Confiei que se tratara de um episódio isolado, nas vezes seguintes em que nos cruzássemos com mulheres belas eu não seria tão irracional, não voltaria a reagir daquela maneira. Não foi assim e agora tenho a certeza de que há um momento na vida das mulheres em que elas ficam sábias em relação aos homens: é o momento em que reconhecem que estão velhas. A partir de então não há regresso.
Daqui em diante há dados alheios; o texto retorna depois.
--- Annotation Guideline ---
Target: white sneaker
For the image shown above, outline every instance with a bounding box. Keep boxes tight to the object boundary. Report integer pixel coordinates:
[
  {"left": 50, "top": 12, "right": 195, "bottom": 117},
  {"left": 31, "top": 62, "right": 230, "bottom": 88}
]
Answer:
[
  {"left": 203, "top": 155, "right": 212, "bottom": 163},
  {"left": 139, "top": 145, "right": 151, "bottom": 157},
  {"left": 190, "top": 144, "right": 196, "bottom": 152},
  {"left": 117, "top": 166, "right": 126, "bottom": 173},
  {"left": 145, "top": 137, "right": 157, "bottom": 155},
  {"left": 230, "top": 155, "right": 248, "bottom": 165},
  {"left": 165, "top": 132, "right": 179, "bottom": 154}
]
Ensaiava como desabafar com uma amiga sem parecer demasiado ridícula quando, ao espreitar um livro de poemas da Wislawa Szymborska, ela me contou:
Estávamos à conversa
e de repente calámo-nos.
No terraço apareceu uma rapariga,
ai que bonita,
demasiado bonita
para a nossa estada aqui, tão sossegada.
A Barbara, alarmada, olhou de relance para o marido.
A Krystyna, instintivamente, pousou a sua mão
Sobre a do Zbyszek.
E eu pensei ligar e dizer-te:
Por enquanto não venhas,
preveem chuva para os próximos dias.
Somente a Agnieszka, viúva,
saudou a bonita rapariga com um sorriso.
Que bom a Wislawa ter-me feito esta confissão. Continuo intranquila, mas já não sinto necessidade de falar sobre isto com ninguém. É um segredo entre nós.